The Business Partnering Group Spectrum was formed to give the LGBT+ staff a platform to achieve "professional advancement, strengthening business partnerships and improving business results by applying a wide range of skills, talents and passions."
The National Pride March, also known as the Equality March for Unity and Pride occurred on June 11, 2017. The event was organized by New York gay activist David Bruinooge, and drew over 50,000 participants. The march also commemorated the 49 victims of the 2016 Orlando nightclub shooting. Toyota was a partner of the event.
Local dealer Lipton Toyota from Fort Lauderdale promoted their cars with a lesbian couple in 2014.
A national campaign with the slogan Love Drives was run in subsequent years. The same gay dads were still being shown on the corporate website 6 years later (see below, COVID support).
In 2020, satirical website Babylon Bee let us know that Toyota officially announced that the Prius is gay. "We felt the time was right for Prius to come out of the closet,” Toyota spokesman Andrew Welsh explained. "It's Pride month 2020, and let's be honest, a lot of strange things have happened this year. We thought a hybrid car coming out as gay might even seem normal in a year like this." The gay community welcomed Prius with open arms, and decided it was only right that they add a “P” to their ever-lengthening acronym. Welcome to the LGBTQP community Prius!
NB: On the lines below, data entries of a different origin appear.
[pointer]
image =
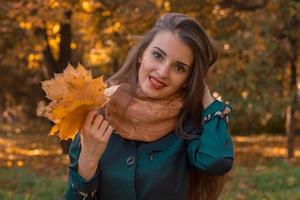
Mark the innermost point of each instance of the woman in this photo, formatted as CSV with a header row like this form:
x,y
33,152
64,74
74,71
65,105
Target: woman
x,y
162,136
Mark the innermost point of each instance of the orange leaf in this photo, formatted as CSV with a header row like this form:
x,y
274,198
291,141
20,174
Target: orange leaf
x,y
73,94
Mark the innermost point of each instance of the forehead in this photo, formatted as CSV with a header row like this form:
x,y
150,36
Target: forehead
x,y
173,46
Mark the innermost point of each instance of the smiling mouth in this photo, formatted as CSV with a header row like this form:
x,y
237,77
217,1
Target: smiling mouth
x,y
156,84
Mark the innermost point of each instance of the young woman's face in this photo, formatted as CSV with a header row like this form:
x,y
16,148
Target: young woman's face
x,y
165,65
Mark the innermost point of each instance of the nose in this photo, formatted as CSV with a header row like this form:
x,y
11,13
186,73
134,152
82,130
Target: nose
x,y
163,70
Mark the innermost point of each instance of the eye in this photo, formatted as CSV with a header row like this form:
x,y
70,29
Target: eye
x,y
180,68
157,55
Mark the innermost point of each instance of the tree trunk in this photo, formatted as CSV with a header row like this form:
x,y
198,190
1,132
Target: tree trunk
x,y
57,66
290,114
In "The bookstore" (2005) they used a transgendered woman for cliched humor, with a man's immediate rejection when he realizes she is just that, and the positioning of the Toyota Corolla as a hero to drive him far away.
The 2005 "bullet up my tailpipe" held a double entendre that could be explained either as homophobic, or as fun, depending on the context.
While all Pride events went virtual in 2020, they had a social media campaign highlighting their continued support. The footnote says that "some vehicle colors were simulated in order of PRIDE month".
The Russian newspaper Gazeta wrote, in the light of the legal restrictions on 'the promotion of LGBT': "Major automakers around the world have joined the LGBT community's flash mob to support sexual minorities in their fight for their rights. This action was ignored in the American and European press, but in Russia it caused a violent reaction from car owners and harsh statements from media people." I guess with "ignored" they meant that no one got upset by it, while Russians were stimulated to do so.
A collaboration started with LGBTQ Nation, which was announced as: "It's time to get ON THE ROAD, presented by @Toyota." The Nation's website states: "Toyota presents On the Road. Follow AJ and Emile as they road trip around the Bay Area, finding adventure in San Francisco and Guerneville." The editions were also published on YouTube - for instance the one with drag legend Juanita More.
Despite a few lame jokes and bloopers, Toyota has been engaged in activities about, for and with the LGBT community since 1992. From inclusive advertising to anti-hate campaigns and charitable support. Incidentally, this is a broad trend in Marketing the Rainbow: first try to address the consumer directly to sell something specific, but in recent years have been present more as a brand name ATL to show your diversity broadly and proudly through support.